「……不能。」魔天伦回答得直接而残酷,「天道无形,凡人不可见,不可闻,不可触。于她而言,于所有你在乎和在乎你的人而言,你与彻底消亡……并无区别。他们只会知道,陈松为了补天,消失了。或许会在传说中留下名字,但不会再有重逢之日。

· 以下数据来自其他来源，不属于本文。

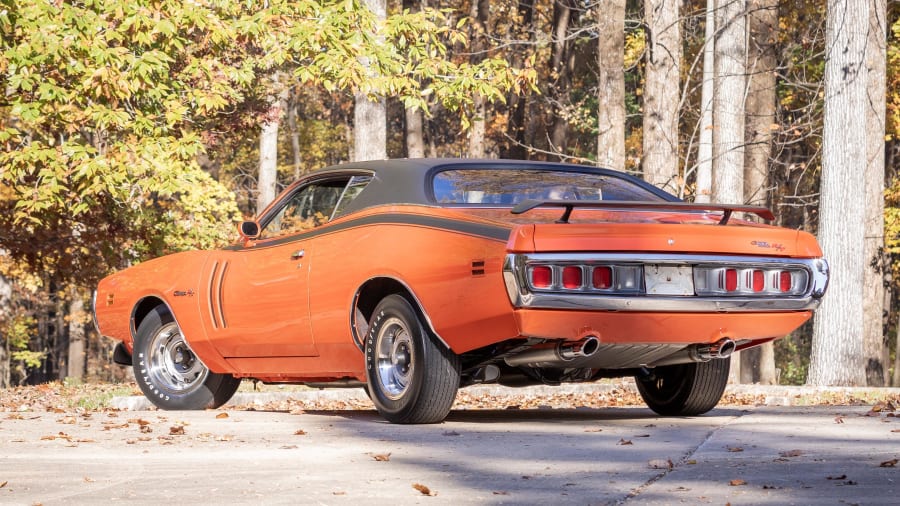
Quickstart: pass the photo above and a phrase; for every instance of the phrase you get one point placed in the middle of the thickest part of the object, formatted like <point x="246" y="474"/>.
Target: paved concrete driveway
<point x="764" y="455"/>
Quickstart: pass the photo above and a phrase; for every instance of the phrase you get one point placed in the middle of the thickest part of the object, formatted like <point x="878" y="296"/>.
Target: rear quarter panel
<point x="451" y="263"/>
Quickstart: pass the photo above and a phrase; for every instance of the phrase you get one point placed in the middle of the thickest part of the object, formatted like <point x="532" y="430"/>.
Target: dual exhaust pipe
<point x="568" y="351"/>
<point x="555" y="355"/>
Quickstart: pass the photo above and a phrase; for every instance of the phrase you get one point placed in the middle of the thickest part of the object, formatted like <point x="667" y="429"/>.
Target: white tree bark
<point x="837" y="346"/>
<point x="662" y="94"/>
<point x="874" y="347"/>
<point x="728" y="113"/>
<point x="703" y="191"/>
<point x="728" y="102"/>
<point x="611" y="89"/>
<point x="267" y="182"/>
<point x="415" y="138"/>
<point x="77" y="343"/>
<point x="370" y="114"/>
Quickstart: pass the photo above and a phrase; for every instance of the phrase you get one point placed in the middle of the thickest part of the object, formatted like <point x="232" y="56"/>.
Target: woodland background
<point x="133" y="129"/>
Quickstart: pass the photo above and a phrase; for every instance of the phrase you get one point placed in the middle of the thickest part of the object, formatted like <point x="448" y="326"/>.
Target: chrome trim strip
<point x="515" y="268"/>
<point x="210" y="300"/>
<point x="221" y="296"/>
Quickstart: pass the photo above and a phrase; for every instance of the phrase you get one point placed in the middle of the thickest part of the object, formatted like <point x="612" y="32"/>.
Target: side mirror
<point x="249" y="229"/>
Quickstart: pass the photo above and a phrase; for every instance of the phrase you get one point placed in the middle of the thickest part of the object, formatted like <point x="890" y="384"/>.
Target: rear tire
<point x="412" y="377"/>
<point x="685" y="389"/>
<point x="168" y="371"/>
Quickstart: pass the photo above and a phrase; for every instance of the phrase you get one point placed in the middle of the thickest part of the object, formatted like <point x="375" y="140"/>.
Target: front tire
<point x="168" y="371"/>
<point x="412" y="378"/>
<point x="685" y="389"/>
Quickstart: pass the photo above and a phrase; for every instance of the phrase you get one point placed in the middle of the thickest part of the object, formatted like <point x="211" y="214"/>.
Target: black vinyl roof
<point x="408" y="181"/>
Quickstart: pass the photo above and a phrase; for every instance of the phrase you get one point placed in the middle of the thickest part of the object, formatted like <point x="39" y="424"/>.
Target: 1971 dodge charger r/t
<point x="414" y="278"/>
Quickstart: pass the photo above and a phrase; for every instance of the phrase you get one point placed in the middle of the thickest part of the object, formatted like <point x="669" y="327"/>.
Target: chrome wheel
<point x="394" y="357"/>
<point x="171" y="363"/>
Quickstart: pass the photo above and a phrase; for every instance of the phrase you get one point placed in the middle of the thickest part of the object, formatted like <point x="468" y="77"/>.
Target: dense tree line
<point x="134" y="129"/>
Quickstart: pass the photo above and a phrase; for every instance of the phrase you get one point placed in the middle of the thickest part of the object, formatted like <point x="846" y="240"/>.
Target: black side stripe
<point x="493" y="232"/>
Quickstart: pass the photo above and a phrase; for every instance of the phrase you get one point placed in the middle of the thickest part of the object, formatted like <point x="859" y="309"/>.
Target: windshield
<point x="509" y="187"/>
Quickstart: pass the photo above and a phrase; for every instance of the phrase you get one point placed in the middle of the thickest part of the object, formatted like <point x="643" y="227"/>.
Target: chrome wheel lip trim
<point x="394" y="361"/>
<point x="167" y="374"/>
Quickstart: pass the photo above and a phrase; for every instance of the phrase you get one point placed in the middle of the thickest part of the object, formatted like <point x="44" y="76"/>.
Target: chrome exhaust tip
<point x="723" y="348"/>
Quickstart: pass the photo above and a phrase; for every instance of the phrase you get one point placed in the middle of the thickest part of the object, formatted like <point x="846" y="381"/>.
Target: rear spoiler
<point x="569" y="205"/>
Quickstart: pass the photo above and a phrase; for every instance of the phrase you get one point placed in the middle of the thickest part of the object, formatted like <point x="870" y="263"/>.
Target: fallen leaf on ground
<point x="661" y="464"/>
<point x="424" y="490"/>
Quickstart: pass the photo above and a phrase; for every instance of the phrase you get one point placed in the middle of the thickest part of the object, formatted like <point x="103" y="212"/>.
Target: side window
<point x="307" y="208"/>
<point x="354" y="188"/>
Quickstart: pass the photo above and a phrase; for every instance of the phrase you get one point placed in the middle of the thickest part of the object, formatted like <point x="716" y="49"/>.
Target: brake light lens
<point x="541" y="276"/>
<point x="760" y="281"/>
<point x="572" y="277"/>
<point x="601" y="278"/>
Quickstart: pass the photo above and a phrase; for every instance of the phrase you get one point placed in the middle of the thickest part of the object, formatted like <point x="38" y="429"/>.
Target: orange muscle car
<point x="413" y="278"/>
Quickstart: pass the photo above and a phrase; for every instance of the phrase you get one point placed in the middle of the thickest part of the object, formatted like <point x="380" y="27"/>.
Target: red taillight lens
<point x="730" y="280"/>
<point x="759" y="281"/>
<point x="784" y="281"/>
<point x="572" y="277"/>
<point x="602" y="277"/>
<point x="541" y="276"/>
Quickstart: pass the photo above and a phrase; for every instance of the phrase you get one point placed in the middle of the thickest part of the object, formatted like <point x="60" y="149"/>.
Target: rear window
<point x="509" y="187"/>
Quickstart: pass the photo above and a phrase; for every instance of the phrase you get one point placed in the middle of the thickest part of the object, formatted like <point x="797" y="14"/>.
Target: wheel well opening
<point x="367" y="298"/>
<point x="142" y="310"/>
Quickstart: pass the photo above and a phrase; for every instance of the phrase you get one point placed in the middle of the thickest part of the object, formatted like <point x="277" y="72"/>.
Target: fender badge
<point x="767" y="245"/>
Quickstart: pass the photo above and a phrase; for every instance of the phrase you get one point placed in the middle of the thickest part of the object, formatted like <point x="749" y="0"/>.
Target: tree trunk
<point x="295" y="136"/>
<point x="761" y="66"/>
<point x="77" y="339"/>
<point x="515" y="129"/>
<point x="874" y="344"/>
<point x="561" y="63"/>
<point x="611" y="93"/>
<point x="837" y="345"/>
<point x="5" y="316"/>
<point x="370" y="113"/>
<point x="478" y="13"/>
<point x="662" y="94"/>
<point x="267" y="183"/>
<point x="415" y="138"/>
<point x="762" y="23"/>
<point x="414" y="127"/>
<point x="728" y="113"/>
<point x="707" y="92"/>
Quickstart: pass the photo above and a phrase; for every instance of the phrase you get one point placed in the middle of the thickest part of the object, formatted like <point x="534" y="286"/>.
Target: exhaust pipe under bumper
<point x="556" y="355"/>
<point x="723" y="348"/>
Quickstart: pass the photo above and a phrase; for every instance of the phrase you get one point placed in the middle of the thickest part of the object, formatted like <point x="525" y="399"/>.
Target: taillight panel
<point x="588" y="278"/>
<point x="718" y="280"/>
<point x="660" y="282"/>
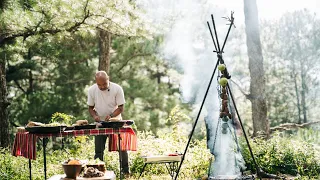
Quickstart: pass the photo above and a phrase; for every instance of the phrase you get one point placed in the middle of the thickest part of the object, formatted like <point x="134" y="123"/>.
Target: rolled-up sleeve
<point x="120" y="97"/>
<point x="90" y="101"/>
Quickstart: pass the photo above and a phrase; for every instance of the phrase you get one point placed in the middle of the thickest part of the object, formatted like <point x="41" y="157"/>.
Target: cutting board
<point x="108" y="175"/>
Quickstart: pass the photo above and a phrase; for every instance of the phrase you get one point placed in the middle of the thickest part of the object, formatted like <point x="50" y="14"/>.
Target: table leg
<point x="44" y="144"/>
<point x="30" y="169"/>
<point x="142" y="170"/>
<point x="120" y="157"/>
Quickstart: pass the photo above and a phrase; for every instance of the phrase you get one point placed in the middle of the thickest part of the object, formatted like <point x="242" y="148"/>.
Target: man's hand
<point x="108" y="117"/>
<point x="97" y="118"/>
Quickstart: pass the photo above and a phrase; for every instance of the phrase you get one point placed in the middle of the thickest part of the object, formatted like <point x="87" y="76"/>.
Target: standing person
<point x="106" y="100"/>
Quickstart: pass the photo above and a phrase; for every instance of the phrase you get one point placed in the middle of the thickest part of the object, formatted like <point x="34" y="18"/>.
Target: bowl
<point x="72" y="170"/>
<point x="101" y="166"/>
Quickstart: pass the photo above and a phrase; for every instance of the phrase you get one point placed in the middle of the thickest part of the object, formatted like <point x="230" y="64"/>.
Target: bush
<point x="195" y="164"/>
<point x="283" y="155"/>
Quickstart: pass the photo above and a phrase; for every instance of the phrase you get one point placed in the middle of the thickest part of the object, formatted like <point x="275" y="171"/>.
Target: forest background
<point x="51" y="50"/>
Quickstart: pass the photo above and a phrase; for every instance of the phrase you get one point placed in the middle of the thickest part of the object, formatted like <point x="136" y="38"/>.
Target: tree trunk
<point x="104" y="45"/>
<point x="297" y="95"/>
<point x="303" y="92"/>
<point x="4" y="121"/>
<point x="257" y="84"/>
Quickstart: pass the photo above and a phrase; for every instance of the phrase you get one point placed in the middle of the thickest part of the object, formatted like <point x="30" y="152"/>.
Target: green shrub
<point x="195" y="164"/>
<point x="283" y="155"/>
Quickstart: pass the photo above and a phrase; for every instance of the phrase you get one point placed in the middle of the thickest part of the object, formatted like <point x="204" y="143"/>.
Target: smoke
<point x="188" y="45"/>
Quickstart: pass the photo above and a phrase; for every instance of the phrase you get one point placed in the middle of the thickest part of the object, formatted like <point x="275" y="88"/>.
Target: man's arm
<point x="93" y="114"/>
<point x="116" y="112"/>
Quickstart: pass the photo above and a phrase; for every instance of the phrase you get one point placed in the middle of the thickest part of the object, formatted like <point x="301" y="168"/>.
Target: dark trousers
<point x="100" y="144"/>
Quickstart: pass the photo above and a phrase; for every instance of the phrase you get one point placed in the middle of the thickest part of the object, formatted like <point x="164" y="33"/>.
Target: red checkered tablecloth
<point x="25" y="142"/>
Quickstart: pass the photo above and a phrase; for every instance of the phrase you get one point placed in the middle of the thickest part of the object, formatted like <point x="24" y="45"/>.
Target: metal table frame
<point x="44" y="144"/>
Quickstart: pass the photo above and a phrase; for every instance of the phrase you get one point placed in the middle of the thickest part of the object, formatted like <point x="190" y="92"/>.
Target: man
<point x="105" y="101"/>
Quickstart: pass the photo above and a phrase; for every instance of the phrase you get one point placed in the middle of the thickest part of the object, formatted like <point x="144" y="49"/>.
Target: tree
<point x="24" y="19"/>
<point x="257" y="84"/>
<point x="292" y="61"/>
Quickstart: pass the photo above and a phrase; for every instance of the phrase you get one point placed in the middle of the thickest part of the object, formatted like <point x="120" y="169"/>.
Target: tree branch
<point x="132" y="57"/>
<point x="31" y="32"/>
<point x="290" y="126"/>
<point x="248" y="96"/>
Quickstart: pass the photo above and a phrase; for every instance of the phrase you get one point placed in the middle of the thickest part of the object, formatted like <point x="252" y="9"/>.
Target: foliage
<point x="29" y="18"/>
<point x="62" y="118"/>
<point x="195" y="164"/>
<point x="283" y="155"/>
<point x="57" y="80"/>
<point x="291" y="57"/>
<point x="149" y="83"/>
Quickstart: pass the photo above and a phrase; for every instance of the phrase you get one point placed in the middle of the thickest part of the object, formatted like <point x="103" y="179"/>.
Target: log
<point x="290" y="126"/>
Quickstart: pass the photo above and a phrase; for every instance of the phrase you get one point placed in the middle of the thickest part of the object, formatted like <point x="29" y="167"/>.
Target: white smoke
<point x="188" y="43"/>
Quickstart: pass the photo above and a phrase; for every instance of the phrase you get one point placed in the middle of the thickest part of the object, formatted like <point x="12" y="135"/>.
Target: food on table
<point x="33" y="124"/>
<point x="81" y="123"/>
<point x="54" y="124"/>
<point x="92" y="172"/>
<point x="74" y="162"/>
<point x="114" y="119"/>
<point x="39" y="124"/>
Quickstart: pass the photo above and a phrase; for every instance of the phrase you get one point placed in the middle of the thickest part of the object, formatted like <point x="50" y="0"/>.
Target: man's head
<point x="102" y="80"/>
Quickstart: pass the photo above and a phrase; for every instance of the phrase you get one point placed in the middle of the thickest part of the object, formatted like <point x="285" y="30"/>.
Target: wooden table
<point x="123" y="139"/>
<point x="108" y="175"/>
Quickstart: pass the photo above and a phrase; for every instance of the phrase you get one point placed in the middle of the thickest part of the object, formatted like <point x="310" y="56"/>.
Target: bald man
<point x="106" y="100"/>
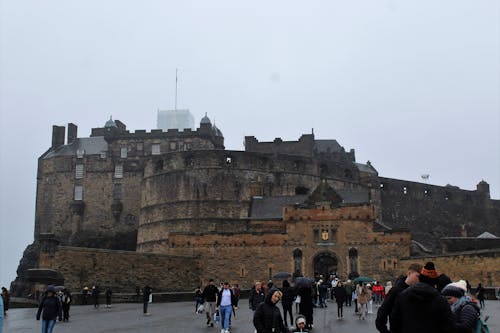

」
陈松闭了闭眼。胸腔里那片荒芜的疼痛,再次弥漫开来。原来,不是牺牲,便是永恒的丶清醒的孤独。这便是……命运给出的选择?
「可还有其他路?」他几乎不抱希望地问。
魔天伦与苏砚的残魂光芒又微弱了几分,仿佛随时会随风而散。良久,魔天伦那越来越飘渺的声音才断断续续传来:「有……一途。放弃此界,集我等最后之力,或可……勉强破开一丝虚空缝隙,携数人……远遁天外,寻觅……新生之界。然此界生灵……万物……皆不可顾。且虚空茫茫,凶险莫测,十死……无生……」
放弃此界,独自逃生?
陈松几乎没有任何犹豫,缓缓摇头,声音不高,却斩钉截铁:「不必。此界有我牵挂之人,亦有牵挂我之人。弃之不顾,独自偷生,非我所为,亦非我能为。」
神识海中一片寂静。那两座塔影的光芒闪烁了几下,仿佛一声无声的叹息,又似乎带着一丝早已料到的丶复杂的欣慰。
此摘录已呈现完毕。